Evaluated in declared order; first failure wins for a given record. on_failure may be quarantine (route the row to the DLQ) or abort (raise FaucetError::QualityFailure and stop the run immediately).

CheckKey fieldsPasses whenMissing field
not_nullfield, treat_missing_as_null (default true)value present and non-nullfail (pass iff treat_missing_as_null: false)
not_emptyfieldvalue is a non-empty string after trimming whitespacefail
regex_matchfield, patternvalue is a string matching patternfail
value_in_setfield, values: [...]value is in the allowed set (exact JSON equality)fail
not_in_setfield, values: [...]value is NOT in the forbidden setpass (trivially not in set)
comparefield, op, valueordering or equality holds (see below)fail
type_isfield, expectedJSON type of the value matches expectedfail
string_lengthfield, min?, max?char count in [min, max] (at least one bound required)fail
json_schemaschemawhole record validates against a JSON Schema document(whole-record check)

compare operators: gt, gte, lt, lte require both the field value and the configured value to be JSON numbers (compared as f64); eq and ne do exact JSON equality with no type coercion.

json_schema requires the quality-jsonschema Cargo feature. It is the most expressive check; its cost scales with schema complexity — for very large or deeply nested schemas on hot paths, prefer the granular checks above and benchmark your case.

Per-batch checks

Evaluated per page over the survivors (records that passed all per-record checks). Aggregate checks (row_count, null_rate, distinct_count) are not row-attributable, so they offer quarantine_batch (route all survivors to the DLQ, write nothing this page) or abort. unique is row-attributable and accepts quarantine (route the duplicate rows) or abort.

CheckKey fieldsPasses when
row_countmin?, max? (at least one required)survivor count in [min, max]
null_ratefield, max (0.0–1.0)null-or-missing rate ≤ max; zero survivors → 0.0 → pass
uniquefields: [...] (composite key)every survivor’s composite key is unique within the page
distinct_countfield, min?, max?distinct values of field in [min, max]

Failure policies

PolicyMeaningAllowed on
quarantineRoute the specific offending row(s) to the DLQ; keep the rest as survivorsper-record checks; unique
quarantine_batchRoute all current survivors of the page to the DLQ; nothing written this pageaggregate batch checks (row_count, null_rate, distinct_count)
abortRaise FaucetError::QualityFailure and stop the runevery check

DLQ requirement

Any check that uses quarantine or quarantine_batch requires a dlq: block.
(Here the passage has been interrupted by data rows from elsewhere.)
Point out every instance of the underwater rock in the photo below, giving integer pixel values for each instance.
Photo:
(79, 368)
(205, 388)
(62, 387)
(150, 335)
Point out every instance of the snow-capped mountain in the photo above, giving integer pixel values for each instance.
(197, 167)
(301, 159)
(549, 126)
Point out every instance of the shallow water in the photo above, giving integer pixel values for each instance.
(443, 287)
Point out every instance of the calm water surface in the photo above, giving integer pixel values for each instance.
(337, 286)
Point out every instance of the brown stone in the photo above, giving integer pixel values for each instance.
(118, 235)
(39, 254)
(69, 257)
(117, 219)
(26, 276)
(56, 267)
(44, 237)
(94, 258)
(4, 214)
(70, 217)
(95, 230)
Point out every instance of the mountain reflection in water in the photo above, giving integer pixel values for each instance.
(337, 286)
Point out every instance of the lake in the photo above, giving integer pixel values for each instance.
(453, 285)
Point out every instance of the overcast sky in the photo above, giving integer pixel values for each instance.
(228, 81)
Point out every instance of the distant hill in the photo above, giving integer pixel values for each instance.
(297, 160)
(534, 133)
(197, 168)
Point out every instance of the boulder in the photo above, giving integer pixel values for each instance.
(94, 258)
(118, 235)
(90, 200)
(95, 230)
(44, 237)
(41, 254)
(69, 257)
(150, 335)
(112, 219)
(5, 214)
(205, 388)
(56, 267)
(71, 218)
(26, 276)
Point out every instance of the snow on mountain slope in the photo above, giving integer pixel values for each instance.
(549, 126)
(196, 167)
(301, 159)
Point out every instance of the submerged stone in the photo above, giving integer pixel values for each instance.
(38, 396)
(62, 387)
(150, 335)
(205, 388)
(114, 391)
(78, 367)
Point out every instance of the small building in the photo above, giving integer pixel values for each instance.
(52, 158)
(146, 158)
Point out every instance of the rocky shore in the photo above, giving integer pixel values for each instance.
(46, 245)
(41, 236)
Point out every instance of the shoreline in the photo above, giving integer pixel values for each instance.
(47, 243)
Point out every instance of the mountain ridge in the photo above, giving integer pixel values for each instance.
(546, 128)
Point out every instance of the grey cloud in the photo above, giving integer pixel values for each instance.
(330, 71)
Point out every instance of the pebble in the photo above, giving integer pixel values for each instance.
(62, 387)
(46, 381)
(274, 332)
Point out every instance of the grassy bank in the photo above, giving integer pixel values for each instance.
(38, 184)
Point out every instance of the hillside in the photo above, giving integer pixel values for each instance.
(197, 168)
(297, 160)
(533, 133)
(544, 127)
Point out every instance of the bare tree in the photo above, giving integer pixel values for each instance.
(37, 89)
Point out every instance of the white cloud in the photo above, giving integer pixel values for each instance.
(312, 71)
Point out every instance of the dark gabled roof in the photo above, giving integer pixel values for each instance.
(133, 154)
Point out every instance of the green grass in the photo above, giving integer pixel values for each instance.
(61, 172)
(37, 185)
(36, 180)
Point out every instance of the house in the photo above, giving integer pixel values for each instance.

Omitting it fails validation with an error explaining that a dlq: block is required (faucet validate catches this before the run starts; the core guards it again at run start).

See the Dead-letter queues cookbook page for dlq: options.

Observability

The quality pass emits faucet_quality_* metrics automatically:

  • faucet_quality_checks_total{pipeline,row,check,outcome=pass|fail}
  • faucet_quality_records_quarantined_total{pipeline,row,check,field}
  • faucet_quality_aborts_total{pipeline,row,check}
  • faucet_quality_check_duration_seconds{check}

These are available alongside the standard faucet_source_*, faucet_sink_*, and faucet_transform_* metrics. See Observability for the full metrics reference.

Validate the config

faucet validate rest_to_postgres_with_quality.yaml
# ok: 'users_api_to_postgres_with_quality' rows=1 (roots=1, children=0)

faucet schema quality prints the full JSON Schema for the quality: block, and faucet list shows all available checks with descriptions.